Profile Analysis

[Podcast~15 minutes]

Before you start your profile analysis, you must make sure that all the measures are on the same scale. Here are the questions were will answer using profile analysis:

1. Are the profiles parallel? (look for the interaction)
2. If the profiles are parallel, then are they coincident? (Did the groups score the same on each variable? look for the between group difference)
3. If the profiles are coincident, then are the profiles level? (Are the means on all variables equal to the same constant? look for the different on the within subjects factor)


Example from Stevens

In a study of love and marriage, a sample of husbands and wives were asked to respond to the following questions:

1. What is the level of passionate love you feel for your partner?
2. What is the level of passionate love that your partner feels for you?
3. What is the level of companionate love that you feel for your partner?
4. What is the level of companionate love that your partner feels for you?

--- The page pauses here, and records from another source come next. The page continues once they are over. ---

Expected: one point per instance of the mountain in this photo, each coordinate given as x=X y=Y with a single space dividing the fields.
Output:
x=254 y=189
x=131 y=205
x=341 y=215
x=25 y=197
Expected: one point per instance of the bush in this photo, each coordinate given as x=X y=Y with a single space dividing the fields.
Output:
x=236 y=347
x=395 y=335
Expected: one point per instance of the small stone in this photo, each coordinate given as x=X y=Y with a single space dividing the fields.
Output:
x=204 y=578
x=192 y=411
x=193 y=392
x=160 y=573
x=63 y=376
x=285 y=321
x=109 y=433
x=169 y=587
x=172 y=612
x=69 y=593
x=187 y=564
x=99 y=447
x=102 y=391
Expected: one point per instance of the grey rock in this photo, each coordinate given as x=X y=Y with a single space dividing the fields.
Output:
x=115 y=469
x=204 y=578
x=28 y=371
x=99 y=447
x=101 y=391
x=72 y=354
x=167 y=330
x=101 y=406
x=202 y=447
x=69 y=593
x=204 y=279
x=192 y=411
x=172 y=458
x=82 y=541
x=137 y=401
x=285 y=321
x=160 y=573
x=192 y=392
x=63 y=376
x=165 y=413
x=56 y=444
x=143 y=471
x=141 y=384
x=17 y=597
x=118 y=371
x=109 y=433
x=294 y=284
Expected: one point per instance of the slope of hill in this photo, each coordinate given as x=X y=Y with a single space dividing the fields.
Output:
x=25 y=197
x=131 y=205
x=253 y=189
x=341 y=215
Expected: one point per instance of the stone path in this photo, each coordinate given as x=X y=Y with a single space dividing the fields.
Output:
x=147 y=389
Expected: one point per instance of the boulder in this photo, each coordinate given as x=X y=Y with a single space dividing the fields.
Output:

The responses to all four question were on a Likert-type scale for 1 (none at all) to 5 (a tremendous amount). We wish to determine whether the profiles for the husbands and wives are parallel. There were 30 husbands and 30 wives that responded.

[Download Data]

SPSS Run

 

SPSS Output

 

 


Results

    A repeated measures ANOVA, with one within subjects factor (i.e., response to four items) and one between subjects factor (i.e., husbands and wives) was conducted to examine the responses of husbands and wives on the four survey items. All items were rated on the same scale, 1 to 5. The means and standard deviations across husbands and wives for the four survey items is reported in Table 1.

       The test of parallelism indicates that parallelism is tenable (F(3, 174)=.916 , p=.057). The profiles can be considered coincident (i.e., the same), F(1, 58)=1.711 , p=.196. This suggests that any differences in the differences for husbands and wives on the four items can be consider due to sampling error. The test of equal means across the four survey items indicate that there was a differences between the means, F(3, 174)=15.098 , p<.001. Post hoc analyses using Bonferroni inequality indicated that items 1 and 2 were significantly higher than items 3 and 4.